CARDIN CALLS FOR EXPANDED REGIONAL COOPERATION TO RENEW THE HEALTH OF THE CHESAPEAKE BAY
Washington, DC - U.S. Senator Benjamin L. Cardin (D-MD) , chairman of the Water and Wildlife Subcommittee of the Senate Environment and Public Works Committee, today called for expanded clean water authority and more robust interstate cooperation to help renew the health of the Chesapeake Bay. Senator Cardin made his remarks at the second in a series of hearings leading up to the introduction of legislation to reauthorize the Chesapeake Bay program.
"The Chesapeake Bay and its watershed are in trouble. The Bay continues to have poor water quality, degraded habitats and low populations of many species of fish and shellfish. In the 25 years since the Chesapeake Bay program started, there are five millions more of us in the region, and the size of our impact has grown twice as fast as our population rate.
"Without the Bay Program, the health of the Chesapeake would undoubtedly be worse than it is. The Chesapeake Bay Program has played a critical role in stemming the tide of pollution. What success we have seen has been because the program focuses on the entire watershed; involves all the key stakeholders; and is based on sound science. But barely holding our own is not good enough. To build on this, we need significant changes to make the significant improvements so urgently needed.
"Working with my colleagues, I intend to introduce legislation in the coming months to reauthorize the Chesapeake Bay Program. In addition to expanded federal resources, the key components of this legislation will provide comprehensive, enforceable, and verifiable standards and requirements throughout the Watershed area. Pollution does not stop at state lines and neither should our revitalization efforts. We must all continue to work together if we want to see further progress toward a healthy, sustainable Chesapeake Bay."
The Chesapeake Bay, the nation's largest estuary, encompasses 64,000 square miles. Its watershed is home to more than 17 million people, with tributaries in Delaware, Maryland, New York, Pennsylvania, Virginia, West Virginia and the District of Columbia. By statute, the Chesapeake Bay Program is a joint federal-state partnership, predominantly led by states within the Chesapeake Bay Watershed.

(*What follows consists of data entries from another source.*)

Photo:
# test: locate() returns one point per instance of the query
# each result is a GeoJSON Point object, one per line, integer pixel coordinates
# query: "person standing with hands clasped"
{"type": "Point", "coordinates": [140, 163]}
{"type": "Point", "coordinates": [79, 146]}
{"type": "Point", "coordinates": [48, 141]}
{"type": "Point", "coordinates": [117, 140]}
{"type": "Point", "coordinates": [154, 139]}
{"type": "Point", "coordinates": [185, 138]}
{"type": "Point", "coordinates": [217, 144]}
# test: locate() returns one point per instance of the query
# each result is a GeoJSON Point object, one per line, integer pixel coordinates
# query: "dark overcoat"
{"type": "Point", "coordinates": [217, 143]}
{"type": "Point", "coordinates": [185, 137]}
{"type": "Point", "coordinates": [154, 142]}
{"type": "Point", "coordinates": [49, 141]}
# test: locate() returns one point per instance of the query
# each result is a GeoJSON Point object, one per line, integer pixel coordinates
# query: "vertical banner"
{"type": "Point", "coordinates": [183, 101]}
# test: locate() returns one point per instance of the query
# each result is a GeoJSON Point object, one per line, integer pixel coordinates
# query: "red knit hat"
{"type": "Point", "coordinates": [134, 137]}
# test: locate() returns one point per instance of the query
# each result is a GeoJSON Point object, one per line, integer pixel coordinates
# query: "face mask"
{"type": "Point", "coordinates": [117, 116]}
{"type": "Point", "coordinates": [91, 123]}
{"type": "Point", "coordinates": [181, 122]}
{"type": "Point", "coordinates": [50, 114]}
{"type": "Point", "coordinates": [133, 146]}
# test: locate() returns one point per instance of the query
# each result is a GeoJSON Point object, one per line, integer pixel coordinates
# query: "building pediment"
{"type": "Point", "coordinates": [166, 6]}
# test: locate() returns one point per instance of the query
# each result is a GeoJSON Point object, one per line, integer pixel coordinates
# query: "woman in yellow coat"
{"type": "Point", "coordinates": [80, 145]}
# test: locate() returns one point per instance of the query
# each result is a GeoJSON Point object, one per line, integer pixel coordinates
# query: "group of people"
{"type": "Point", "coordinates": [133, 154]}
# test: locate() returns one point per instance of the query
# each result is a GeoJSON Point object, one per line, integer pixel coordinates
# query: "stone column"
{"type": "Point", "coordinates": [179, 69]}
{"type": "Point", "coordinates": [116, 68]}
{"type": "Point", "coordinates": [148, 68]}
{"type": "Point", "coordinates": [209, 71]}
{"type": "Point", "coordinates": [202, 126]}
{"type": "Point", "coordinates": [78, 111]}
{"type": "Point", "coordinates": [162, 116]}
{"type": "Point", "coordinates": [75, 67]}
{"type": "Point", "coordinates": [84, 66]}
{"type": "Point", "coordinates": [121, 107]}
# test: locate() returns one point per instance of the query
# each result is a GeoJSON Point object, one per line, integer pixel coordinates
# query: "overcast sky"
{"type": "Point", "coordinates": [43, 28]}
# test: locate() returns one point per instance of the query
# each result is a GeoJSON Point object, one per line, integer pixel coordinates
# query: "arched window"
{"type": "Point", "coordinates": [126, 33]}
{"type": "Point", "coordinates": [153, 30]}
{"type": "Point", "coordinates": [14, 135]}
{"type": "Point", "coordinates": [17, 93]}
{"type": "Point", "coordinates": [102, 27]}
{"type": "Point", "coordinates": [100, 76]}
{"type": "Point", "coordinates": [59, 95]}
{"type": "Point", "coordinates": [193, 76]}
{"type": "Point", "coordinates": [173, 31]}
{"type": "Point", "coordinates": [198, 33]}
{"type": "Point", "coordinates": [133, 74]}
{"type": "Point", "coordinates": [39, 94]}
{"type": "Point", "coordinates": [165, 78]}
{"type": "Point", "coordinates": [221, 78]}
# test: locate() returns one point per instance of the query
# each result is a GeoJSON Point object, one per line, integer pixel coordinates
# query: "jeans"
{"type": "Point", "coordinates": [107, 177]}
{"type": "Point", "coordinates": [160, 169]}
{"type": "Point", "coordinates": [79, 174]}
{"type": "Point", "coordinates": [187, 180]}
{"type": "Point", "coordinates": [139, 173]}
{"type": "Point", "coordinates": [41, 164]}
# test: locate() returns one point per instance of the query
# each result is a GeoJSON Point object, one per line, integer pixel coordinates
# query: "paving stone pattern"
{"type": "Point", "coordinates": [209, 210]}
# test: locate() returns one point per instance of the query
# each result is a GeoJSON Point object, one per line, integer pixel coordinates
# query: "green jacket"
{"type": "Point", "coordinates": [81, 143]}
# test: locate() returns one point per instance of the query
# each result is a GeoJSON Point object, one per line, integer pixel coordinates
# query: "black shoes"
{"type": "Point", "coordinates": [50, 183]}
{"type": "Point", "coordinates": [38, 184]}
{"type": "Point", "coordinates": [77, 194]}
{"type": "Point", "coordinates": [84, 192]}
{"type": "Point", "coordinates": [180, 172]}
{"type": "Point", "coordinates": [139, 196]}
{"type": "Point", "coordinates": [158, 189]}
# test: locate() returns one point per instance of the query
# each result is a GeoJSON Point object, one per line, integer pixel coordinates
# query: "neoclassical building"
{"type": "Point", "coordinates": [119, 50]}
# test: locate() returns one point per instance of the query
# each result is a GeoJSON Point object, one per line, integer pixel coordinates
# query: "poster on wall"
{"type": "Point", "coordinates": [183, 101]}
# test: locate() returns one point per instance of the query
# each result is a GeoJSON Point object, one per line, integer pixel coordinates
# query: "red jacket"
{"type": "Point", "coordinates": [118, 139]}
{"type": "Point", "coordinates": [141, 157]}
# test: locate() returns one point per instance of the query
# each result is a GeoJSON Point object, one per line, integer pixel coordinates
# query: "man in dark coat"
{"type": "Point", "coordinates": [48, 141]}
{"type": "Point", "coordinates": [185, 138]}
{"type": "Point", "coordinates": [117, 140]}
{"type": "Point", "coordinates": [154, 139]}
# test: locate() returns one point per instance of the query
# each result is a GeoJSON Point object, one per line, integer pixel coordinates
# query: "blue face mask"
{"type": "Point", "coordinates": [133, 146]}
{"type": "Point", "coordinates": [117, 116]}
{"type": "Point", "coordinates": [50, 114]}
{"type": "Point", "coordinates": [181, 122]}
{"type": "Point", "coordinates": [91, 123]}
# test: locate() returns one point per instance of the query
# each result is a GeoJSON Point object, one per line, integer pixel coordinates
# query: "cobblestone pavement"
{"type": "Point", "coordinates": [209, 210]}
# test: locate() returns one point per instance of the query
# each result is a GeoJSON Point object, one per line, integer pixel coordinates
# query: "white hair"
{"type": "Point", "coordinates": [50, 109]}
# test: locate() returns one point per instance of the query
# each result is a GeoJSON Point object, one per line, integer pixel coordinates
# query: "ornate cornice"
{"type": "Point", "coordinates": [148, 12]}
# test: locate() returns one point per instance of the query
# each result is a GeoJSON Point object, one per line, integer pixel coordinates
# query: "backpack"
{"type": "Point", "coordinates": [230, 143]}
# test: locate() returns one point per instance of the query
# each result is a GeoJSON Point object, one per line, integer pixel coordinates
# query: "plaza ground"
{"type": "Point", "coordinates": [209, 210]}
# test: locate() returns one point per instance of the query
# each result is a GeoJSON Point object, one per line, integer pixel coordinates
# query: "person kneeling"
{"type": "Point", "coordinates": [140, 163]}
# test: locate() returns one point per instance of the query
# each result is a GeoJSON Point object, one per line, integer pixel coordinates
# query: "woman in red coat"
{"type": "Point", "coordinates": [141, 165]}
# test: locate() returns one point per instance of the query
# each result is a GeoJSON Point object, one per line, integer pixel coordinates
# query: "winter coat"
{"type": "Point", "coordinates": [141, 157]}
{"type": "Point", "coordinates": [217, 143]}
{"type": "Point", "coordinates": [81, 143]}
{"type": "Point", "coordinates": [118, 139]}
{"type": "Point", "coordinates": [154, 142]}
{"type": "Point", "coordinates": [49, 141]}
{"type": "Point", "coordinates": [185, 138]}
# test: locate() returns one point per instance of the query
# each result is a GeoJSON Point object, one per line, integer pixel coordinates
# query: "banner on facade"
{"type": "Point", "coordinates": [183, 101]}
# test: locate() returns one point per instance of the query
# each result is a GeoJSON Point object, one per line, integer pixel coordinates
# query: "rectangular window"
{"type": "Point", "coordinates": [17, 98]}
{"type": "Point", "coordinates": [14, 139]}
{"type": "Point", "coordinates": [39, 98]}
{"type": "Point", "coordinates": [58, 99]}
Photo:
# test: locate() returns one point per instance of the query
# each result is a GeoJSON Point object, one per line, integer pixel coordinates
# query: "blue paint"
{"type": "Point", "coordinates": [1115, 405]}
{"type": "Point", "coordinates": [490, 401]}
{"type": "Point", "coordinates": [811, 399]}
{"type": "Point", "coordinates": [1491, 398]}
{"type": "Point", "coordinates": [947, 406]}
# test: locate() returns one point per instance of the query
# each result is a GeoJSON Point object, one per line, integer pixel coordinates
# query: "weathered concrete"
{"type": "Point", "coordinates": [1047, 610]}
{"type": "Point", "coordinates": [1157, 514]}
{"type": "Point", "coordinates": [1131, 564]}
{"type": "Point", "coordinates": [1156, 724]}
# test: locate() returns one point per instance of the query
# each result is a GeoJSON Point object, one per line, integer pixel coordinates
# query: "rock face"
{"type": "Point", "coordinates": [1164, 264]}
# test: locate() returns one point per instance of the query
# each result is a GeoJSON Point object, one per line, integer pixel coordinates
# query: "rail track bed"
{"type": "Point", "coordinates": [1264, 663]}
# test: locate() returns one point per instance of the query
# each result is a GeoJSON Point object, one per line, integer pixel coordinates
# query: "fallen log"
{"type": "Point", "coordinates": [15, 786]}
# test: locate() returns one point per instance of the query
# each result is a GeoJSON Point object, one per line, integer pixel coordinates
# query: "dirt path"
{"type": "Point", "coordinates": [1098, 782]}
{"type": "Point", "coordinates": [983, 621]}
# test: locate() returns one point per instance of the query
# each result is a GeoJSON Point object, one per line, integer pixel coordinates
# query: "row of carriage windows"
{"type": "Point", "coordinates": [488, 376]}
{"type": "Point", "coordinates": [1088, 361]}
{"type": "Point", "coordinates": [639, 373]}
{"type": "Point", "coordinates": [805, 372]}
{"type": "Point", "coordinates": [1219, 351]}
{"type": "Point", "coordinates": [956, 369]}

A recent report from the University of Maryland Center for Environmental Science finds that the ecological health of the Chesapeake Bay remains poor. The Bay continues to have poor water quality, degraded habitats and low populations of many species of fish and shellfish. The main sources of pollutants in the Chesapeake Bay are urban and suburban runoff, wastewater, agriculture, and airborne contaminants. One of the greatest challenges to restoration is continued population growth and development, which impacts forests, wetlands and other natural areas, and is offsetting cleanup efforts.